Esistono delle alternative? Esiste una soluzione che tenga conto delle priorità strategiche degli USA e anche del funzionamento – della reputazione potremmo aggiungere – del capitalismo americano?

Possono, insomma, gli Stati Uniti limitarsi a colpire una sola techno-corporation lasciando intatte le altre? Possono, in buona sostanza, utilizzare lo smembramento di una sola di esse come pena esemplare per le altre? E anche come sanzione da esibire, a fronte della domanda di regolamentazione che in tutto il mondo occidentale è venuta fuori negli ultimi due anni.

Se guardiamo agli spiriti animali del capitalismo, nel loro dispiegarsi nell’ecosistema digitale, questi spiriti hanno veramente generato un catalogo piuttosto ampio di danni alle società occidentali, a molte democrazie, comprese quelle di Stati Uniti e Gran Bretagna. Hanno contestualmente prodotto una rivoluzione copernicana nello stesso capitalismo, realizzando  immense ricchezze. Adesso per qualcuno sembra venuto il momento di colpire le aziende che questa rivoluzione copernicana hanno stimolato e, in buona parte, prodotto.

Come abbiamo già sottolineato, e com’è evidente, le techno-corporation hanno creato una enorme quantità di problemi in casa, negli Stati Uniti, e fuori, sicuramente in un’Europa che con tutte le debolezze del momento continua a essere alleata degli Stati Uniti. E così la politica estera che esce da una parte, la Cina, rientra impunemente da un’altra, il Vecchio Continente. Che proprio l’Europa, alleato riluttante degli Stati Uniti a guida trumpiana, abbia sofferto importanti problemi di funzionamento della democrazia e della sua fragile architettura istituzionale, anche per colpa di Facebook e Google può essere considerato un dato di fatto. Una sanzione di qualunque tipo alle techno-corporation verrebbe letta sulla sponda orientale dell’Atlantico come un risarcimento, una forma di compensazione, per le svariate tribolazioni post Brexit, per l’incendio populista divampato in molti paesi e per altri temi di minore importanza, ma non per questo meno sensibili, come l’esplosione del fenomeno no-vax, legati alla manipolazione degli algoritmi che ha inquinato il dibattito pubblico.

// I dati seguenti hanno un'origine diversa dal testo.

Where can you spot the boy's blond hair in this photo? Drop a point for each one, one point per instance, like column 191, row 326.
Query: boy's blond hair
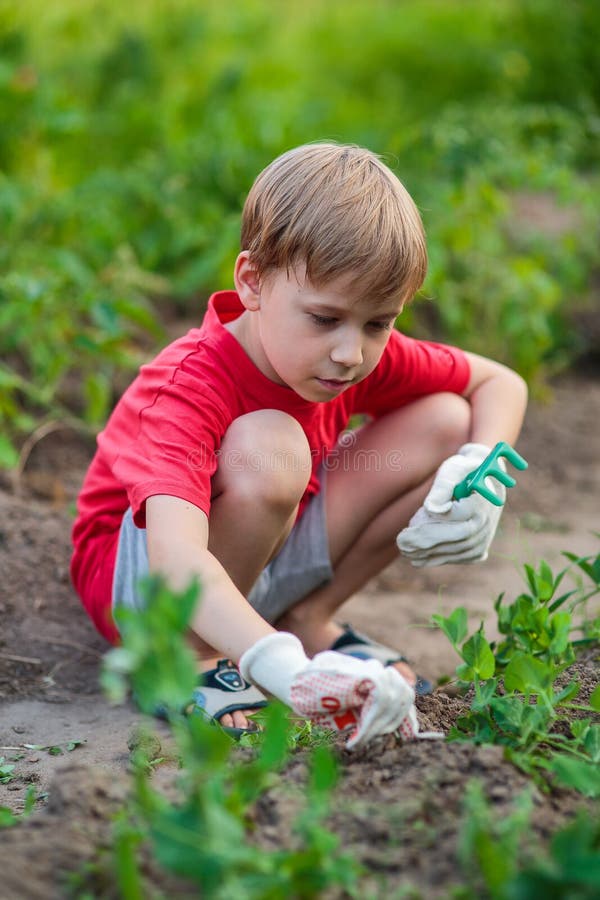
column 338, row 209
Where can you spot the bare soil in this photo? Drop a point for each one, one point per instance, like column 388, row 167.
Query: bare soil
column 398, row 807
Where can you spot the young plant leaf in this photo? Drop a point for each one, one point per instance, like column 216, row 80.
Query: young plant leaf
column 528, row 675
column 455, row 626
column 477, row 654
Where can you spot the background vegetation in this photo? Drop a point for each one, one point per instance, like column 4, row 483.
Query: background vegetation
column 129, row 134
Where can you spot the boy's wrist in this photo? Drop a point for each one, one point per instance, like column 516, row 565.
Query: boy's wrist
column 273, row 662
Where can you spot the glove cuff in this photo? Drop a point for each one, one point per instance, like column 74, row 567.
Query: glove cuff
column 273, row 662
column 476, row 452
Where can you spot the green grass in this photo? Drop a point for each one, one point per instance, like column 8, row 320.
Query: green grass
column 130, row 135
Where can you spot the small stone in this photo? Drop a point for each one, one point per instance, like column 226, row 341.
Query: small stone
column 142, row 741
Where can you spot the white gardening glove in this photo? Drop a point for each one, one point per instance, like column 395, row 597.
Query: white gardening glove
column 444, row 530
column 333, row 690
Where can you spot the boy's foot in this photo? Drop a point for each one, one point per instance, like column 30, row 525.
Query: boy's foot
column 331, row 636
column 353, row 643
column 226, row 697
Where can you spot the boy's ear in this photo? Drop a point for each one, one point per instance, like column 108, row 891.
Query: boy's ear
column 247, row 281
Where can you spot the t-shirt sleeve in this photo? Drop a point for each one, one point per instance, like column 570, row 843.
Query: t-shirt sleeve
column 176, row 448
column 409, row 369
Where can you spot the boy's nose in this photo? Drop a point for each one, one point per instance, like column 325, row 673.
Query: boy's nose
column 348, row 351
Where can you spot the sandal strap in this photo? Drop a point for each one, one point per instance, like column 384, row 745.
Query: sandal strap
column 223, row 690
column 353, row 643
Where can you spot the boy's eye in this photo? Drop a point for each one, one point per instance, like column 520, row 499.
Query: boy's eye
column 322, row 320
column 381, row 326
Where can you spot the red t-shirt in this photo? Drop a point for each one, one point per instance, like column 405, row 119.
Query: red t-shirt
column 164, row 435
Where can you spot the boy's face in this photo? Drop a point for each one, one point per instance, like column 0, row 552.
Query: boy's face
column 317, row 341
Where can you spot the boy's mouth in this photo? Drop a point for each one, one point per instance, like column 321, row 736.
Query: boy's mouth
column 334, row 384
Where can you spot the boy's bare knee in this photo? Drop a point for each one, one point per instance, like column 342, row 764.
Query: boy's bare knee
column 265, row 457
column 451, row 416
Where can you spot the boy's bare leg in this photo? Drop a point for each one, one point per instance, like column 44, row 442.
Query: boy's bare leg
column 378, row 483
column 264, row 467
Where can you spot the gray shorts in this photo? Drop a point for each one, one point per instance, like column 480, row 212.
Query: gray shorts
column 301, row 566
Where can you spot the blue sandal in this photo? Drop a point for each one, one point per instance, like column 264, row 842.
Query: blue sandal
column 352, row 643
column 223, row 690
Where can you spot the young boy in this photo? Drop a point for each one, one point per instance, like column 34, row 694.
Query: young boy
column 228, row 458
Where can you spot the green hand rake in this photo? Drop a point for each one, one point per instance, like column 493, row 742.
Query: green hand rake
column 489, row 468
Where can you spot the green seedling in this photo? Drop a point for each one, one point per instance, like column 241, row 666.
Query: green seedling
column 489, row 468
column 518, row 700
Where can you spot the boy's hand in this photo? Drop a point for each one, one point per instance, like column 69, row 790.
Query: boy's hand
column 444, row 530
column 333, row 690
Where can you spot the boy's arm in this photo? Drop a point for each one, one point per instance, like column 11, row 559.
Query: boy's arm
column 177, row 533
column 498, row 398
column 333, row 690
column 445, row 530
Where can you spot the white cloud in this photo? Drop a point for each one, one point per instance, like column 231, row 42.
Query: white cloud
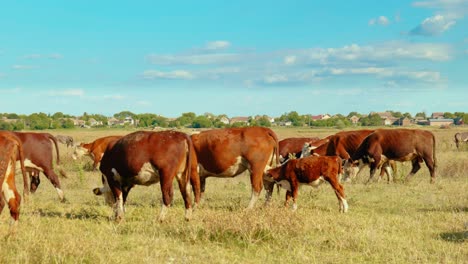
column 44, row 56
column 67, row 92
column 432, row 26
column 217, row 45
column 381, row 20
column 193, row 59
column 23, row 67
column 177, row 74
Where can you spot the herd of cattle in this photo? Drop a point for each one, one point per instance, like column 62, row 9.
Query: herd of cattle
column 145, row 158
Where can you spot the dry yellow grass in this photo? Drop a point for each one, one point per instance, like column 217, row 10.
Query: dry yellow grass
column 415, row 222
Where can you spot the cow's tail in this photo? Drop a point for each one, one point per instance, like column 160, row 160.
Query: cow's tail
column 192, row 179
column 59, row 167
column 19, row 145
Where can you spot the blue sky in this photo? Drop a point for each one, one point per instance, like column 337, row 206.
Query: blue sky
column 237, row 58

Più in generale, oggi, qualunque governo nazionale non può fare a meno di prevedere nella propria agenda politica il tema di come rapportarsi a queste creature: che tipo di risposte fornire quando intervengono a squassare un mercato o un settore, come tassarle o come sopravvivere al loro modo di impiegare e reclutare personale. Si pensi alla mobilità o al mercato degli affitti, al commercio al dettaglio. Queste aziende sono figlie di una impostazione economica, di processi produttivi, e soprattutto di una cultura aziendale ispirata alle più grandi e famose 4 sorelle. La decisione di colpirne una sola verrebbe letta dalla platea della tante aziende della tech-economy come un monito, e anche come un invito, difficile da declinare, a sedersi alla tavola dei regolatori per trovare soluzioni condivise nel momento in cui decidono di colonizzare digitalmente un settore di mercato.

La pena esemplare – fuori da ogni considerazione giuridica – sarebbe una risposta decisa ai dubbi e agli incubi che agitano i sonni di tanti governanti nel mondo occidentale.

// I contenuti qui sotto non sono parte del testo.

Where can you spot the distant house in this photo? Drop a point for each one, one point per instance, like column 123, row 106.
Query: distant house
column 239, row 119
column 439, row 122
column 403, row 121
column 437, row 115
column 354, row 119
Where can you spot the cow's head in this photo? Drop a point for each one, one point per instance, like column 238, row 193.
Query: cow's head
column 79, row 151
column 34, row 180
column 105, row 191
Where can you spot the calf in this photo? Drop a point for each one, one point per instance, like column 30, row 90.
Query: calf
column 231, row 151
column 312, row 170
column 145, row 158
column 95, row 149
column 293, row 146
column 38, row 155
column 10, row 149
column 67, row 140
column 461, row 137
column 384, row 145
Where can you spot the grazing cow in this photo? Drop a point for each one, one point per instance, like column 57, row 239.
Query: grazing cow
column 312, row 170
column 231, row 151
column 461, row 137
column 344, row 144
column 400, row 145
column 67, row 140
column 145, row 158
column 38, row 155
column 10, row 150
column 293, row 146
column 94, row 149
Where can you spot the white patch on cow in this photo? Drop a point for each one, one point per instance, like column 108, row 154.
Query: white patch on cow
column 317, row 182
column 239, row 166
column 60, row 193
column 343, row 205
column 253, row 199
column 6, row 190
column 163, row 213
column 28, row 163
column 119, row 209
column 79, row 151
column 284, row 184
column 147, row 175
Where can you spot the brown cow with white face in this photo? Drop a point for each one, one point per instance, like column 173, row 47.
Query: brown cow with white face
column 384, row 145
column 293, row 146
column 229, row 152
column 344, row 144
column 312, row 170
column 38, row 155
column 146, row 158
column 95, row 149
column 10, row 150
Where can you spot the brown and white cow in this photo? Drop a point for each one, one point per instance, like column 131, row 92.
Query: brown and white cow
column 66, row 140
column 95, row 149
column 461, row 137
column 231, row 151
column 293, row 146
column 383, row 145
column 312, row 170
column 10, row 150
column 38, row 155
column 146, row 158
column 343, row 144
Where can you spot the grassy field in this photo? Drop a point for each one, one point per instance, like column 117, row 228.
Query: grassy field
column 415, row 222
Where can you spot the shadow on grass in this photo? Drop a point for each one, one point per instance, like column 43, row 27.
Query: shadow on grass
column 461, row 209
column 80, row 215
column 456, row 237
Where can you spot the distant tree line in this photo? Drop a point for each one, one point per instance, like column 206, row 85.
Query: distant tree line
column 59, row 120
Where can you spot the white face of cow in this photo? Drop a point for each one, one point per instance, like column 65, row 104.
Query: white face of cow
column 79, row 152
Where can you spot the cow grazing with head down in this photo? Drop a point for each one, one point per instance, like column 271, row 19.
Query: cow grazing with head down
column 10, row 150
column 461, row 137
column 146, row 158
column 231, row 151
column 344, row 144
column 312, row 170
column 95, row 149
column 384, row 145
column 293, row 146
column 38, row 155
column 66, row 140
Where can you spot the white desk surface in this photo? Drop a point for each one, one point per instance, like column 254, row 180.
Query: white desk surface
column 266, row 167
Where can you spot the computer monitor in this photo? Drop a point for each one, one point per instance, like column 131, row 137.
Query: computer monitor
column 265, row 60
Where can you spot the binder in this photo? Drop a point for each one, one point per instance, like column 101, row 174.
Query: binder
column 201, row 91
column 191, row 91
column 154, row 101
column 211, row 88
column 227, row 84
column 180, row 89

L’immagine che una sola di esse venga colpita ovviamente stona, ma potrebbe rappresentare una soluzione praticabile in un’epoca in cui il realismo è assurto a paradigma politico e delle relazioni internazionali. E lo scalpo da esibire potrebbe essere quello della più criticata, cioè Facebook. Operazione da concludersi prima delle elezioni del 2020 con la speranza – malriposta – che un’azione di questo tipo possa evitare o limitare le interferenze esterne.

Cinque.

La verità è che le democrazie sono organismi complessi, e lo sono ancora di più oggi di quanto non lo siano state in passato, a causa della globalizzazione che avrebbe reso il mondo, quasi tutto, uno spazio apparentemente sempre più piatto. Ciò che era valido quando si trattò di smembrare la Standard Oil o l’American Tobacco, o in tempi ancora più recenti l’AT&T, non è detto che valga oggi. Il mondo è davvero piatto nello spazio digitale occidentale.

Non esistono protezionismi o barriere da innalzare, non c’è più tempo per negoziati da avviare, il primato globale del social network americano conquistato a suon di acquisizioni pesantissime da Zuckerberg è un dato di fatto, come lo è per le altre aziende della Silicon Valley. Ed è un fatto storico. Ma la storia spesso cambia verso: se in Cina non è possibile – pressoché per tutti – iscriversi a Facebook o a Instagram, in Europa o in America ciascuno di noi può iscriversi e utilizzare WeChat.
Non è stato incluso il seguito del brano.